Na afloop van de maaltijd spoedt Judas zich naar het Sanhedrin, de opperraad der Joden. Hij vraagt de leiders van het volk: „Wat wilt gij geven en ik zal Hem u overleveren? " (Matth. 26 : 15). En hij ontvangt het verradersloon: 30 zilveren penningen, ongeveer 45 gulden. De satan was in hem gevaren. In hem, die één van de twaalven was! Hij werd de verrader van zijn Meester. Schrijnend contrast: Judas heeft zijn geld, maar is alles kwijt. Voor eeuwig is er geen geluk voor Judas, maar enkel ongeluk: een lijden in diepe duisternis. Maria is haar geld kwijt, maar zij heeft een rijkdom die eeuwig blijft.

„Als Maria Jezus einde voorvoelt, is haar geen prijs te hoog, is Hij haar alles waard. Als Judas voor Jezus geen toekomst ziet, levert hij Hem voor 30 zilverlingen over" (H. Ridderbos).

Als een lichtend voorbeeld van persoonlijke toewijding en liefde aan de Heiland, staat Maria van Bethanië voor ons. „Aan des Heilands voeten, luisterend naar de Heer, zette zich Maria van Bethanië neer. Zij verkoos het goede deel. Wat ontving zij goddelijk veel. "

Aan de voeten van Jezus heeft ze uit haar volle liefde, haar liefdeoffer gebracht.

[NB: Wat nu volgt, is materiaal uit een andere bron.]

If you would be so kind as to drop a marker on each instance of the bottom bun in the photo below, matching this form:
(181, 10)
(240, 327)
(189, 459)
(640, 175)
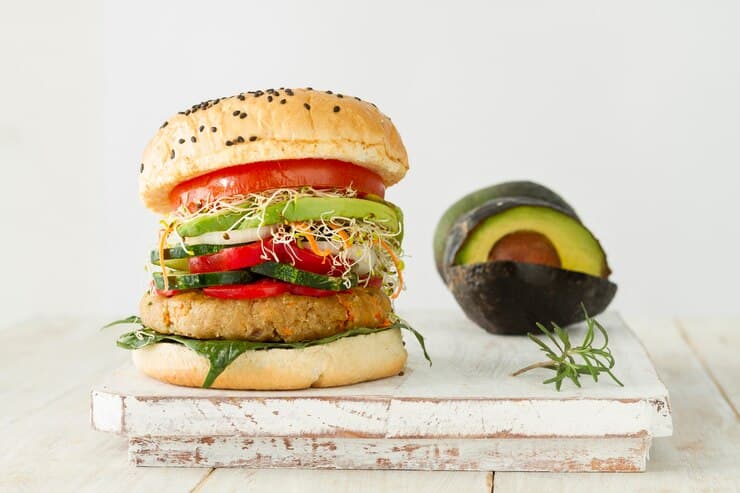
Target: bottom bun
(342, 362)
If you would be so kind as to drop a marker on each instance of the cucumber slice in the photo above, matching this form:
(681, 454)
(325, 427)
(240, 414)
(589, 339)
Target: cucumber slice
(177, 264)
(192, 281)
(288, 273)
(304, 209)
(179, 252)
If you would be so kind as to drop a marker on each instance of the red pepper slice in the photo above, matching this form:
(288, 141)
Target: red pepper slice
(245, 256)
(306, 291)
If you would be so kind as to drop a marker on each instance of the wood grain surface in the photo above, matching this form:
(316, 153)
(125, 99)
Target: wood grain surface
(50, 446)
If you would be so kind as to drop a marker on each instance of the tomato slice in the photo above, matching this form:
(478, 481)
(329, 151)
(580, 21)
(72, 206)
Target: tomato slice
(169, 293)
(245, 256)
(239, 257)
(264, 288)
(286, 173)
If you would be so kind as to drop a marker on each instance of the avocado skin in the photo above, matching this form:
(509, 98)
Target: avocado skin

Zij heeft daarin betoond wat leefde in haar ziel, en de geur van de nardus is opgeklommen als reukwerk voor God toegericht, als offers die des avonds branden. Zulk een toewijding aan de Heere, zulk een verheerlijking van Zijn gezegende Naam, is ook nu nog een lieflijke geur voor Hem, die het gehele huis vervult.

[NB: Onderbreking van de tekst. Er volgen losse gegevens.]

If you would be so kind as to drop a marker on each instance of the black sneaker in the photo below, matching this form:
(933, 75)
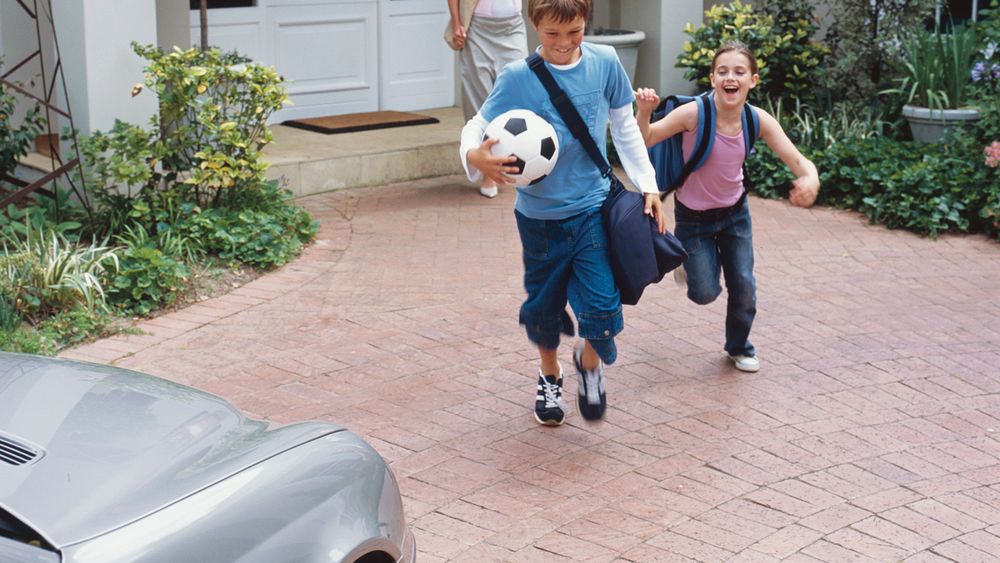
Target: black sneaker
(591, 398)
(548, 400)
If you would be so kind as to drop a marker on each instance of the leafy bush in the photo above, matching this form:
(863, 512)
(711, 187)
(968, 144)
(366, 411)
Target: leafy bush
(44, 273)
(789, 59)
(937, 69)
(16, 140)
(204, 144)
(213, 117)
(928, 189)
(62, 330)
(865, 40)
(147, 278)
(265, 230)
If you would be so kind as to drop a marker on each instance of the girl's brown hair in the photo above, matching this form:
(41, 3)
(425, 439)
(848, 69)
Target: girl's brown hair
(561, 11)
(739, 48)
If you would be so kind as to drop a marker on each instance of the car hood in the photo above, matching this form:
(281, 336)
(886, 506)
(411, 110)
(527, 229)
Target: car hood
(112, 445)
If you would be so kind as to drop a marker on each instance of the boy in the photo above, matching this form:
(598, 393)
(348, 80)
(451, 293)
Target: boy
(564, 244)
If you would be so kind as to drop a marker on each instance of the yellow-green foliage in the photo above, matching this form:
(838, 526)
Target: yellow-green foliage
(789, 59)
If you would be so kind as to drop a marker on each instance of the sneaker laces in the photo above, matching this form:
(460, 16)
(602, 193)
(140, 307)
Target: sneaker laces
(595, 384)
(552, 395)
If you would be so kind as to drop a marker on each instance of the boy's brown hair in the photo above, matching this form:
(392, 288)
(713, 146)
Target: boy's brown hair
(739, 48)
(561, 11)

Het is de roeping van de gemeente van de Heere in haar geheel en van ieder gelovige persoonlijk, om de nardus van dank en aanbidding aan Jezus Christus toe te brengen. Hem met mond en hart te verheerlijken. Moge het zó zijn, dat onze werken, waaruit deze ook mogen bestaan, de vrucht zijn van de waardering van ons hart voor de gekruisigde Heere en Heiland. Dan zal het dagelijks gebed niet ontbreken: „Neem mijn leven, laat het Heer' Toegewijd zijn aan Uw eer. "

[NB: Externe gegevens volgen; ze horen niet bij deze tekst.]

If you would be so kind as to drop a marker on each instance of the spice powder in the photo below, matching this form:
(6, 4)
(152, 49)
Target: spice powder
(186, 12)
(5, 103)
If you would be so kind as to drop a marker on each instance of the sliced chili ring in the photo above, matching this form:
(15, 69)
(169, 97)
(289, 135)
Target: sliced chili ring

„En nu blijft geloof, hoop en liefde, deze drie; doch de meeste van deze is de liefde" (1 Korinthe 13 : 13).

Dit artikel werd u aangeboden door: https://www.hertog.nl

Deze tekst is geautomatiseerd gemaakt en kan nog fouten bevatten. Digibron werkt voortdurend aan correctie. Klik voor het origineel door naar de pdf. Voor opmerkingen, vragen, informatie: contact.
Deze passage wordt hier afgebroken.